Re: [PATCH] mm: make PR_SET_THP_DISABLE immediately active

From: Michal Hocko
Date: Sat Jun 03 2017 - 03:40:09 EST


On Fri 02-06-17 13:40:38, Andrew Morton wrote:
> On Fri, 2 Jun 2017 22:31:47 +0200 Vlastimil Babka <vbabka@xxxxxxx> wrote:
>
> > On 06/02/2017 09:50 PM, Andrew Morton wrote:
> > > On Fri, 2 Jun 2017 18:03:22 +0300 "Mike Rapoport" <rppt@xxxxxxxxxxxxxxxxxx> wrote:
> > >
> > >> PR_SET_THP_DISABLE has a rather subtle semantic. It doesn't affect any
> > >> existing mapping because it only updated mm->def_flags which is a template
> > >> for new mappings. The mappings created after prctl(PR_SET_THP_DISABLE) have
> > >> VM_NOHUGEPAGE flag set. This can be quite surprising for all those
> > >> applications which do not do prctl(); fork() & exec() and want to control
> > >> their own THP behavior.
> > >>
> > >> Another usecase when the immediate semantic of the prctl might be useful is
> > >> a combination of pre- and post-copy migration of containers with CRIU. In
> > >> this case CRIU populates a part of a memory region with data that was saved
> > >> during the pre-copy stage. Afterwards, the region is registered with
> > >> userfaultfd and CRIU expects to get page faults for the parts of the region
> > >> that were not yet populated. However, khugepaged collapses the pages and
> > >> the expected page faults do not occur.
> > >>
> > >> In more general case, the prctl(PR_SET_THP_DISABLE) could be used as a
> > >> temporary mechanism for enabling/disabling THP process wide.
> > >>
> > >> Implementation wise, a new MMF_DISABLE_THP flag is added. This flag is
> > >> tested when decision whether to use huge pages is taken either during page
> > >> fault of at the time of THP collapse.
> > >>
> > >> It should be noted, that the new implementation makes PR_SET_THP_DISABLE
> > >> master override to any per-VMA setting, which was not the case previously.
> > >>
> > >> Fixes: a0715cc22601 ("mm, thp: add VM_INIT_DEF_MASK and PRCTL_THP_DISABLE")
> > >
> > > "Fixes" is a bit strong. I'd say "alters". And significantly altering
> > > the runtime behaviour of a three-year-old interface is rather a worry,
> > > no?
> > >
> > > Perhaps we should be adding new prctl modes to select this new
> > > behaviour and leave the existing PR_SET_THP_DISABLE behaviour as-is?
> >
> > I think we can reasonably assume that most users of the prctl do just
> > the fork() & exec() thing, so they will be unaffected.
>
> That sounds optimistic. Perhaps people are using the current behaviour
> to set on particular mapping to MMF_DISABLE_THP, with
>
> prctl(PR_SET_THP_DISABLE)
> mmap()
> prctl(PR_CLR_THP_DISABLE)
>
> ?
>
> Seems a reasonable thing to do.

Is it? The documentation is not very specific but it is clear about the
scope being thread (I would argue process would be more approapriate
but whatever) "Set the state of the "THP disable" flag for the calling
thread." So the above seems like an incorrect usage to me.

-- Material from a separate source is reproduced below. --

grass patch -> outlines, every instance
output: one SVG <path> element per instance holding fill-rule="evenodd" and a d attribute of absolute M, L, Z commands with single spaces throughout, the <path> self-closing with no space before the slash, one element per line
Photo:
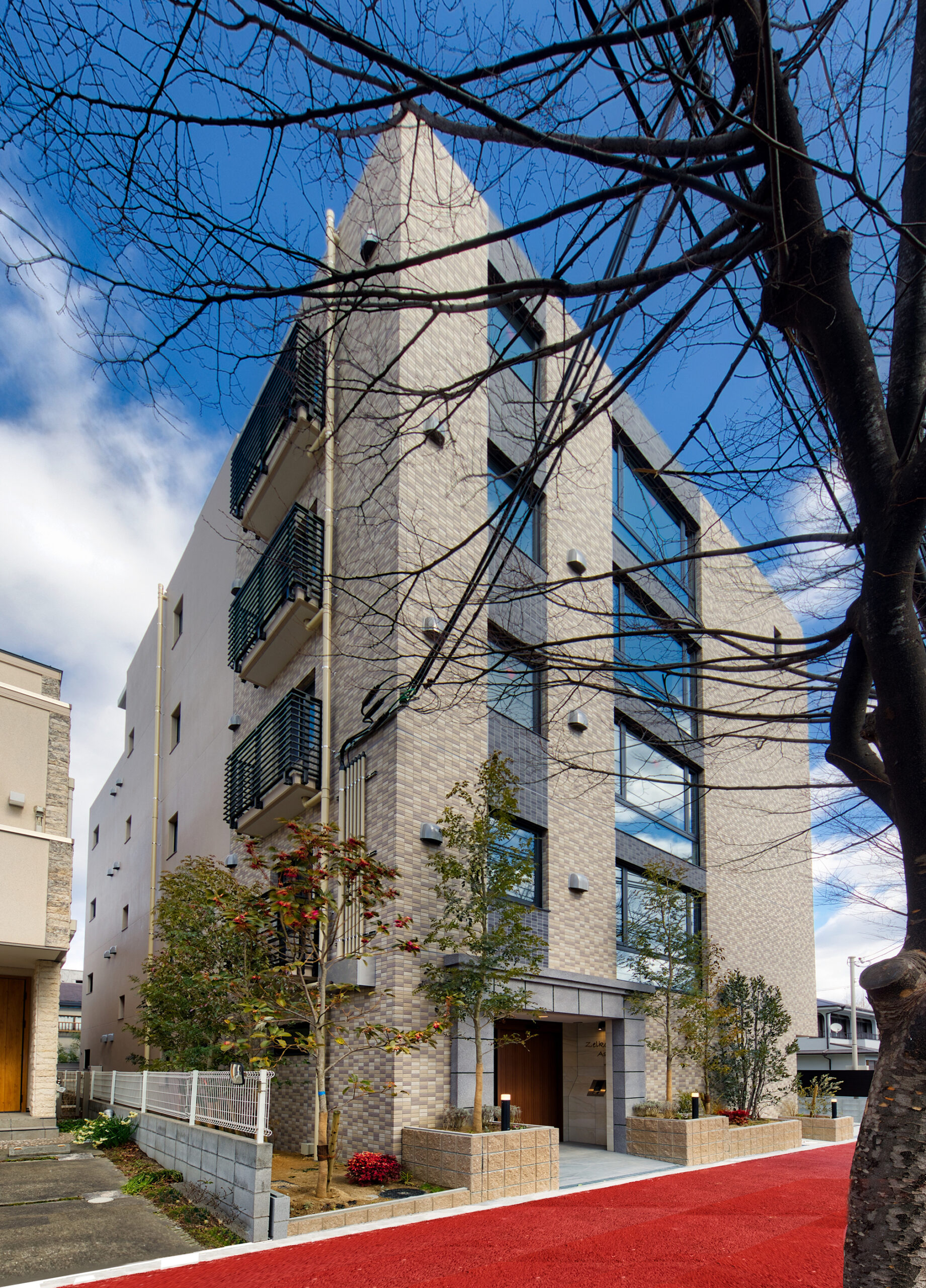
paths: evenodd
<path fill-rule="evenodd" d="M 142 1198 L 148 1199 L 158 1212 L 179 1225 L 203 1248 L 225 1248 L 233 1243 L 245 1242 L 227 1225 L 223 1225 L 209 1208 L 189 1203 L 178 1194 L 174 1182 L 182 1181 L 183 1173 L 161 1167 L 147 1154 L 143 1154 L 134 1141 L 128 1145 L 104 1146 L 100 1153 L 106 1154 L 124 1176 L 128 1176 L 128 1181 L 122 1186 L 125 1194 L 140 1194 Z"/>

> But who knows - people do all sorts of inventive things.

well yes.

> > And as usual, if
> > somebody does complain in the end, we revert and try the other way?
>
> But by then it's too late - the new behaviour will be out in the field.

Well, the interface is currently broken for anything other than prctl
& exec. And those will work properly even with the patch. So I am not
really sure whether keeping the current status quo is reasonable.

--
Michal Hocko
SUSE Labs